Anahtar Performans Göstergeleri (APG) gibi bazı istatistikler, belirlenen herhangi bir zamanda muayenehanenin performansının tayin edilmesinden birincil derecede sorumlu olan faktörlerin ölçümlerini ortaya koymaktadırlar. Bu APGlerin bilinmesi hekime muayenehanenin içinde bulunduğu durumu tam olarak görme olanağı sağlar.
Yedi önemli APG
Bir muayenehanede aşağıdaki APGler her haftada incelenmelidir:
- Toplam üretim
- Tahsilatlar
- Alacak hesapları
- Genel giderler
- Yeni hastalar
- Her bir yeni hasta için ortalama üretim
- Her hasta için ortalama üretim
Toplam üretim
Levin Grubunun tecrübelerine dayanarak, yeniden organize olarak ve sistemler yürürlüğe koyarak hemen hemen tüm muayenehanelerin %30 veya daha fazla oranda büyüme potansiyeli bulunmaktadır.
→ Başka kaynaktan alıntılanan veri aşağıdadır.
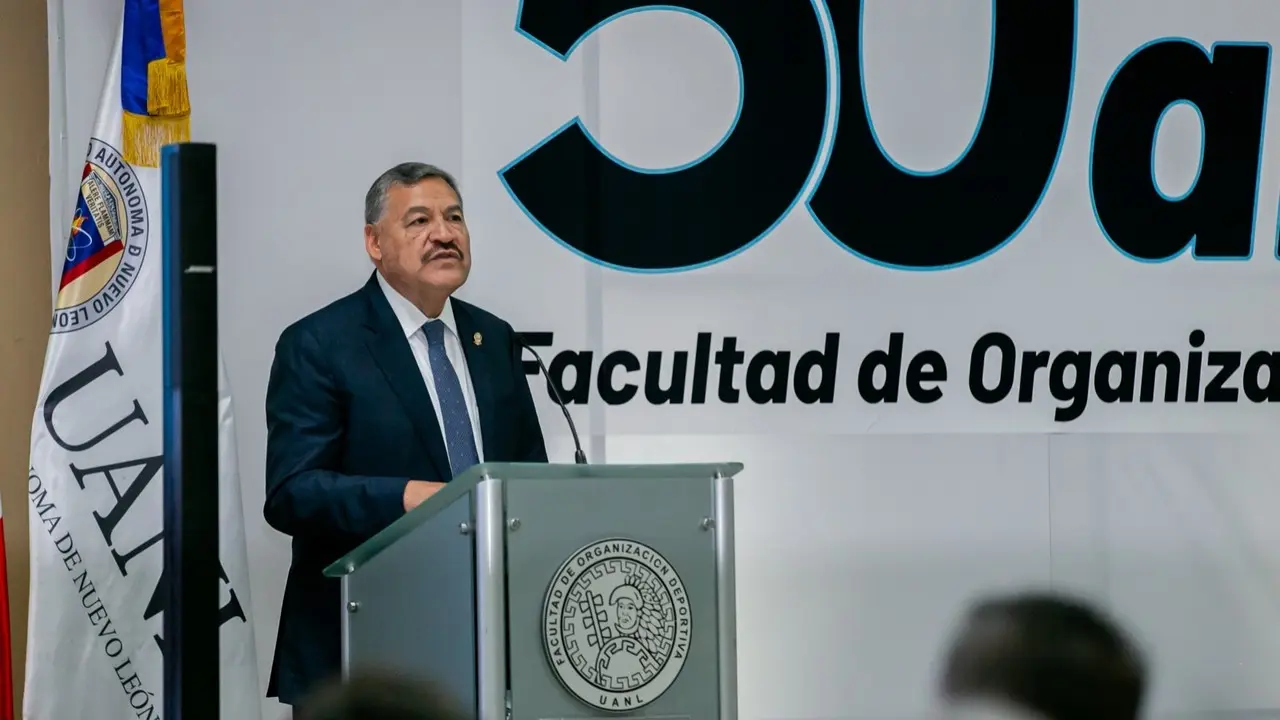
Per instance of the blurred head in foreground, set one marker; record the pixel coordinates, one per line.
(379, 696)
(1045, 656)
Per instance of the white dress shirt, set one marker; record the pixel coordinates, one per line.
(411, 320)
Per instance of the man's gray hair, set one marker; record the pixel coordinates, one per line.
(403, 174)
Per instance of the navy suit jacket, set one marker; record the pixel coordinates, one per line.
(348, 423)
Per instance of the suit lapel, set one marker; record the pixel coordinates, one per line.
(391, 351)
(480, 368)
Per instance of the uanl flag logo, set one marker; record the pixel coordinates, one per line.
(97, 582)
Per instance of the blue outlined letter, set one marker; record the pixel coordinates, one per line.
(699, 214)
(1228, 86)
(933, 220)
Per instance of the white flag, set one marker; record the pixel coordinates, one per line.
(97, 583)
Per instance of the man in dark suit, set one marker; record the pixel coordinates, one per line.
(378, 400)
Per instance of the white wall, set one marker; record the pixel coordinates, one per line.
(856, 550)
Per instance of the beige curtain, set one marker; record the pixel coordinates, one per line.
(24, 292)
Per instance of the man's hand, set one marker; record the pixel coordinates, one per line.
(417, 491)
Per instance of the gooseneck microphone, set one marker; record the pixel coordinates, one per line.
(579, 456)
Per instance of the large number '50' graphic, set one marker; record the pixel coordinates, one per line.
(711, 209)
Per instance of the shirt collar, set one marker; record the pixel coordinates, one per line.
(410, 318)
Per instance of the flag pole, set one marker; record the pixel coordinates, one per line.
(190, 250)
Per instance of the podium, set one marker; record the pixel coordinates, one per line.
(534, 591)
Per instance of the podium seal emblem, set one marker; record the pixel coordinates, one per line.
(616, 624)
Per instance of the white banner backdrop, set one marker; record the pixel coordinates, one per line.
(865, 523)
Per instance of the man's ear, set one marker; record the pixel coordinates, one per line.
(371, 246)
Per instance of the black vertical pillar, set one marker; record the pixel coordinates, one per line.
(190, 251)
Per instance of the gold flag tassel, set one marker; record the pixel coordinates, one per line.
(168, 119)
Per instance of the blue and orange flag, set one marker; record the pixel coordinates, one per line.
(154, 80)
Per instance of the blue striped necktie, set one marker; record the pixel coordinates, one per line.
(458, 436)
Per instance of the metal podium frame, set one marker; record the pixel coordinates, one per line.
(483, 519)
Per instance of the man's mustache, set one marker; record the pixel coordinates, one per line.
(447, 250)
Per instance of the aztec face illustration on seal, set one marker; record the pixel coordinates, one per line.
(616, 624)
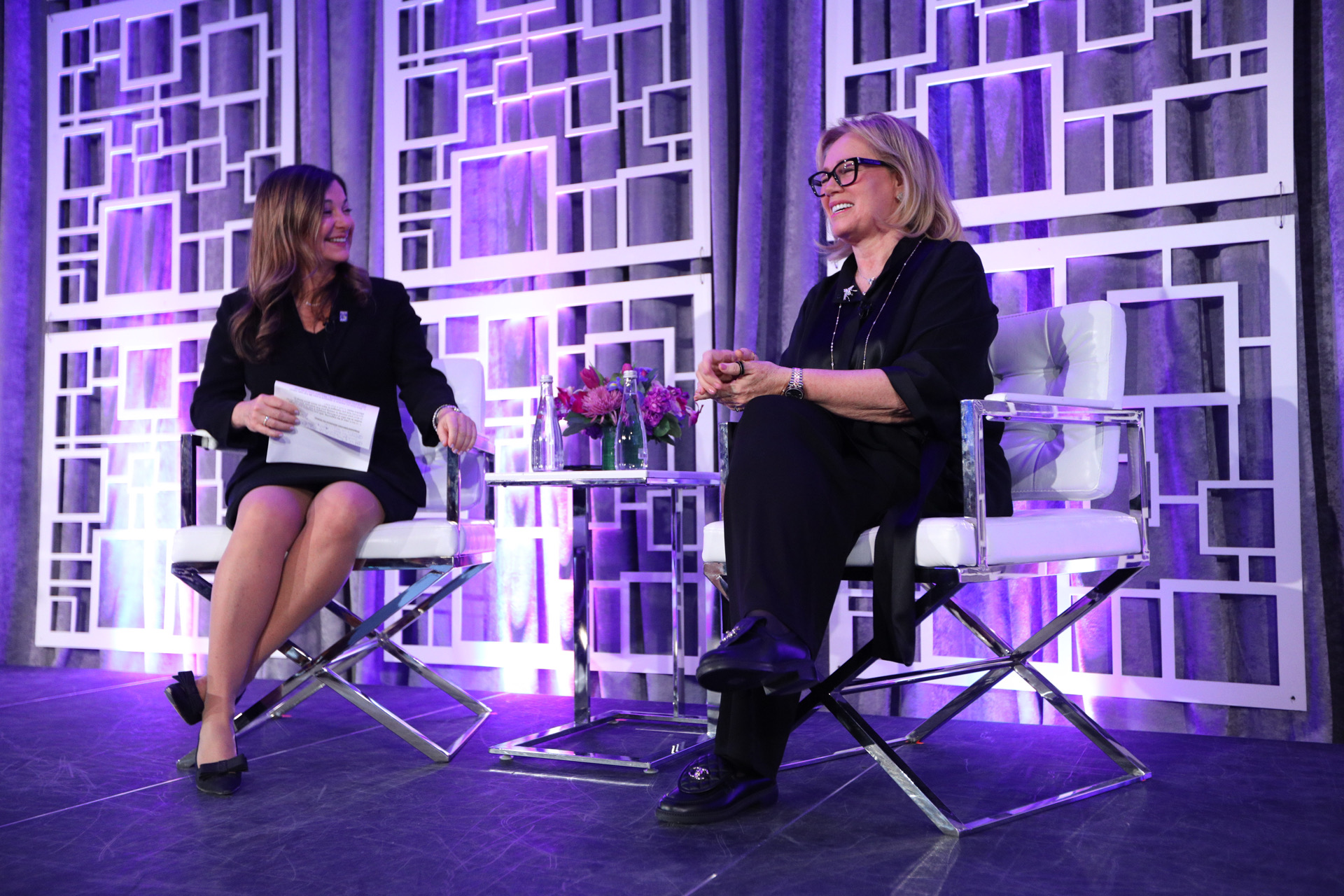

Etkin sistemler yürürlüğe konduğu takdirde üretim her yıl için en az %15 oranda artış göstermeye devam edecektir.
Her ne kadar hekimlerin büyük bir çoğunluğu üretim miktarlarını bilseler de, unutmayın ki üretim bir muayenehanenin ne kadar etkin olduğunun değil, sadece muayenehanede yapılan iş miktarının göstergesidir. Bu miktar muayenehanede verilen hizmet çeşitliliğinin yansımasıdır. Ancak üretim ve muayenehanenin başarısının tayin edilmesinde tek başına bir kriter olmamalıdır. Üretim, değerlendirilmesi gereken önemli bir istatistik olmasının yanında, muayenehanenin performansının en iyi şekilde değerlendirilebilmesi için bütçe veya tamamlanmış vaka oranı gibi muayenehane performansına ait diğer istatistikler ile birlikte değerlendirilmelidir.
Tahsilatlar
Tahsilatlar, tüm muayenehaneler için bir anahtar göstergedir. Aslında muayenehanelerde hastalara verilen fiyatların %98.5inde daha fazlası tahsil edilmelidir.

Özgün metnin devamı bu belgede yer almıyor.